Indeed, it is clear that Washington’s main gripe with Moscow is that Russia has successfully fended off aggressive NATO power projections against the Eurasian giant, particularly in South Ossetia, Ukraine and Syria. This is part of the larger context of Russia and China emerging as superpowers and championing a multipolar world which threatens to put an end to Washington’s unipolar dominance since the destruction of the Soviet Union in 1991.
The US consistently refused to accept the reality of growing multipolarity until Donald Trump rose to power in Washington. As Fort Russ News has argued, Donald Trump represents an attempt at reforming the US’ geopolitics in the wake of its unipolar empire’s decline.
One aspect of Trump’s ambitious reform project has been rapprochement with Moscow in order to re-adjust the focus of US imperialism towards Iran, China, and Latin America.

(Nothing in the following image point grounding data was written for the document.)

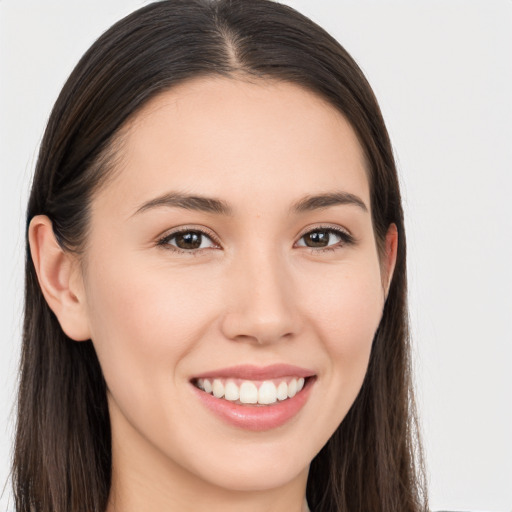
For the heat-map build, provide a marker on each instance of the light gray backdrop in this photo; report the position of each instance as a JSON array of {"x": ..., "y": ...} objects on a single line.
[{"x": 442, "y": 71}]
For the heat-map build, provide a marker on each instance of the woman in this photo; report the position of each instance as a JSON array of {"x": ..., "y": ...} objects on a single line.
[{"x": 215, "y": 287}]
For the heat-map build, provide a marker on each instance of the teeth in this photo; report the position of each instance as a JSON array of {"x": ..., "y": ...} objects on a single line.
[
  {"x": 282, "y": 391},
  {"x": 267, "y": 394},
  {"x": 231, "y": 391},
  {"x": 292, "y": 388},
  {"x": 247, "y": 392},
  {"x": 218, "y": 389}
]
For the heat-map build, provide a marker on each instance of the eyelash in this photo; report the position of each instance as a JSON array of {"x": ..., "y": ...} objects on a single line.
[{"x": 346, "y": 239}]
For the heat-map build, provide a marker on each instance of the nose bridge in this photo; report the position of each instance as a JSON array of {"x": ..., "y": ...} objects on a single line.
[{"x": 261, "y": 301}]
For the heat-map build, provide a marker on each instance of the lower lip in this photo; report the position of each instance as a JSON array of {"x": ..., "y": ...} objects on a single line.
[{"x": 254, "y": 417}]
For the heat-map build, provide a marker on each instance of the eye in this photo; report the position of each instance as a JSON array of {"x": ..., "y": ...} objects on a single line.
[
  {"x": 187, "y": 240},
  {"x": 326, "y": 238}
]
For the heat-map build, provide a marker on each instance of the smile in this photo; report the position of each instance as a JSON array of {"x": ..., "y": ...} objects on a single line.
[
  {"x": 255, "y": 398},
  {"x": 252, "y": 392}
]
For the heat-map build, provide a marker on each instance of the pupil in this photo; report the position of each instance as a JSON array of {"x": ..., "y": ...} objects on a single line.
[
  {"x": 189, "y": 240},
  {"x": 317, "y": 239}
]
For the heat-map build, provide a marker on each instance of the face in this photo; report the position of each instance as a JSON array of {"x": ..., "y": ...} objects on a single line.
[{"x": 233, "y": 246}]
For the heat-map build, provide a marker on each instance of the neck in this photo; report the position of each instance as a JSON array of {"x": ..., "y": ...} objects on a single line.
[{"x": 144, "y": 478}]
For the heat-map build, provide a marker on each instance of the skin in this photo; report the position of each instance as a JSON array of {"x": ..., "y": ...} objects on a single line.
[{"x": 253, "y": 294}]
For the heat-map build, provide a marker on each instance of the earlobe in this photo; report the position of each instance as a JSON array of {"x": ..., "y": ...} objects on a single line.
[
  {"x": 59, "y": 278},
  {"x": 391, "y": 249}
]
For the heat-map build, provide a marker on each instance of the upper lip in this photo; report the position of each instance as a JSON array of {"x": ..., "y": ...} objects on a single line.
[{"x": 251, "y": 372}]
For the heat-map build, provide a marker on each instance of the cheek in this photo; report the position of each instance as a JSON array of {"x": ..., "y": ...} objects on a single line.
[
  {"x": 347, "y": 309},
  {"x": 143, "y": 318}
]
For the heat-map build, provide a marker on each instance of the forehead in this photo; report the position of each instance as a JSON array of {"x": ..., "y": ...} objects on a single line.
[{"x": 255, "y": 140}]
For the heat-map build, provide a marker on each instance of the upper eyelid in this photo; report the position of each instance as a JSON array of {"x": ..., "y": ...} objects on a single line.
[{"x": 216, "y": 240}]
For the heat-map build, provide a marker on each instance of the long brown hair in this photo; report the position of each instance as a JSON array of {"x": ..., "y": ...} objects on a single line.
[{"x": 62, "y": 458}]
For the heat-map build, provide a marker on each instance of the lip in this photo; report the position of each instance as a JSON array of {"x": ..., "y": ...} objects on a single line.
[
  {"x": 252, "y": 372},
  {"x": 251, "y": 417}
]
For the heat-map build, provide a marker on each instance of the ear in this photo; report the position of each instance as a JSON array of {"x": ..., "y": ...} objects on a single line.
[
  {"x": 60, "y": 278},
  {"x": 389, "y": 257}
]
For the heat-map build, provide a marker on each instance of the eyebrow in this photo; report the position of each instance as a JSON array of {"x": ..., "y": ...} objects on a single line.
[
  {"x": 321, "y": 201},
  {"x": 188, "y": 202},
  {"x": 220, "y": 207}
]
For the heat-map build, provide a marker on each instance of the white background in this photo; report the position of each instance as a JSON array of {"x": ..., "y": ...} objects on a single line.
[{"x": 443, "y": 74}]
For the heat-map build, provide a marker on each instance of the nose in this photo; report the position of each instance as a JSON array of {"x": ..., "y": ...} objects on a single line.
[{"x": 261, "y": 306}]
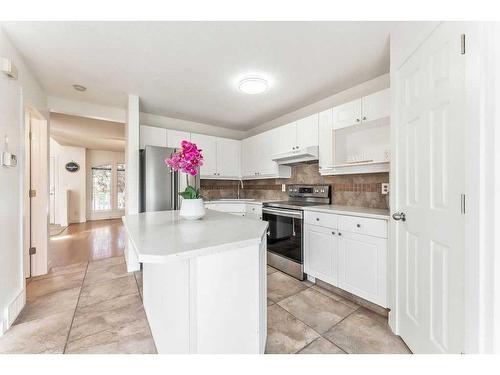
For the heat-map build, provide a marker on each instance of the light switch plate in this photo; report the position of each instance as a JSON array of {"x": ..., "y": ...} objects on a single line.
[{"x": 8, "y": 160}]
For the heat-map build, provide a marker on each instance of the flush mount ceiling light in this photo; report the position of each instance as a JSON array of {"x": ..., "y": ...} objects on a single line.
[
  {"x": 253, "y": 85},
  {"x": 79, "y": 88}
]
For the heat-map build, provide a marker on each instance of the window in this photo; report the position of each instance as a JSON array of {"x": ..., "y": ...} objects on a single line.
[
  {"x": 120, "y": 186},
  {"x": 101, "y": 187}
]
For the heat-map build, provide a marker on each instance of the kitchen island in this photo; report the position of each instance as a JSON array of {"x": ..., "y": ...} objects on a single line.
[{"x": 204, "y": 281}]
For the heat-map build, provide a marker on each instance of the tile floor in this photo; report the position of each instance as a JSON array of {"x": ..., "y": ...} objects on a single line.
[
  {"x": 304, "y": 318},
  {"x": 95, "y": 306},
  {"x": 82, "y": 308}
]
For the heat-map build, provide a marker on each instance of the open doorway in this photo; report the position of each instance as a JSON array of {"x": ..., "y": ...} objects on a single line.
[{"x": 36, "y": 193}]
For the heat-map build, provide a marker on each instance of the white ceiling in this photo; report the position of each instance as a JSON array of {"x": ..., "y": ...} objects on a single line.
[
  {"x": 188, "y": 70},
  {"x": 89, "y": 133}
]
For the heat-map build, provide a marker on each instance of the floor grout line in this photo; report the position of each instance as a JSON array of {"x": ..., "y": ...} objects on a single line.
[
  {"x": 307, "y": 325},
  {"x": 76, "y": 307}
]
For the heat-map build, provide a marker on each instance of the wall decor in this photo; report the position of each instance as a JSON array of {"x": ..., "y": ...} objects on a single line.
[{"x": 72, "y": 166}]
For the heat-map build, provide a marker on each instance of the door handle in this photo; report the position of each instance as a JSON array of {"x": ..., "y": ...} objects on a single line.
[{"x": 399, "y": 216}]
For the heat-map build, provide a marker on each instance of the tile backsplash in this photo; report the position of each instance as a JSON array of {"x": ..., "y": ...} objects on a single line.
[{"x": 362, "y": 190}]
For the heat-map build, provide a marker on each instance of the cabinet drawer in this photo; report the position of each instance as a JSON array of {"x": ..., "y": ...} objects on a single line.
[
  {"x": 361, "y": 225},
  {"x": 322, "y": 219}
]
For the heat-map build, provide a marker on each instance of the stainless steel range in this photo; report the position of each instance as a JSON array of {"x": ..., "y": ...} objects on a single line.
[{"x": 285, "y": 243}]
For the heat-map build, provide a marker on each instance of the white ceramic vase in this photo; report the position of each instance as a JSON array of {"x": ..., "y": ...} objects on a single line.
[{"x": 192, "y": 209}]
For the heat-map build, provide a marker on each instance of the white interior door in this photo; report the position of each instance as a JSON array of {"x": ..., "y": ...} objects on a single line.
[
  {"x": 52, "y": 190},
  {"x": 430, "y": 184}
]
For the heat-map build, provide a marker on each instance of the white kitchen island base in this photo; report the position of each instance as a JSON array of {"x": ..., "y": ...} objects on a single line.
[{"x": 204, "y": 300}]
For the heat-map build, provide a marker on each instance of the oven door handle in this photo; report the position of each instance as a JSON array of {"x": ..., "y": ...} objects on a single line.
[{"x": 285, "y": 213}]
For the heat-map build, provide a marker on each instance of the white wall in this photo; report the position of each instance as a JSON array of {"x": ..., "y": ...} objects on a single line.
[
  {"x": 132, "y": 173},
  {"x": 189, "y": 126},
  {"x": 75, "y": 182},
  {"x": 95, "y": 158},
  {"x": 84, "y": 109},
  {"x": 15, "y": 96},
  {"x": 366, "y": 88}
]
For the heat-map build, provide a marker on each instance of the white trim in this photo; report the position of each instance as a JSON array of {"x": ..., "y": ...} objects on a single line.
[
  {"x": 482, "y": 268},
  {"x": 85, "y": 109},
  {"x": 483, "y": 156},
  {"x": 12, "y": 311}
]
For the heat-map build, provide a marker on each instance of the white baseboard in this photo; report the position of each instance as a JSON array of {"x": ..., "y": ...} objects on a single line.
[{"x": 12, "y": 311}]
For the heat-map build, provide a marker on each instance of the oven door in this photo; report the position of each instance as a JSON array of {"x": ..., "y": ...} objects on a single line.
[{"x": 284, "y": 236}]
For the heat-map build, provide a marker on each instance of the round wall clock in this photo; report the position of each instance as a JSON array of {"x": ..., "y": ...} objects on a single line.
[{"x": 72, "y": 166}]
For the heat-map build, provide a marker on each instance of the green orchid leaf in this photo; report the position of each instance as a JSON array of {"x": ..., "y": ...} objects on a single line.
[{"x": 190, "y": 193}]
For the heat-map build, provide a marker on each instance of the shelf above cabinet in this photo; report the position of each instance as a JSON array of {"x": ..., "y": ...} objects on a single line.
[{"x": 355, "y": 168}]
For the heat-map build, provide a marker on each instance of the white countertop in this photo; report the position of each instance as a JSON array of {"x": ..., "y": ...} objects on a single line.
[
  {"x": 374, "y": 213},
  {"x": 243, "y": 200},
  {"x": 163, "y": 236}
]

It is in this context that Washington’s latest diplomatic pronouncements on Russia should be seen. The same goes for Trump’s major claim on June 8th that the G7 should accept Crimea as Russian.
Trump’s overtures towards Russia have been persistently opposed and even sabotaged by the deep state of Washington’s establishment and Trump’s political opponents who have fanned a massive media campaign to allege that Trump is in office thanks to Russian interference in the American elections.
Whether Trump’s diplomats’ expressed desires to improve relations with Moscow will be translated into reality remains an open question. A Trump-Putin meeting this summer would be a serious step in this direction. We might just be seeing the rhetorical warm-up for such now.
Comment: Trump campaigned on better relations with Russia. If his track record is anything to go buy, we may just see it happen.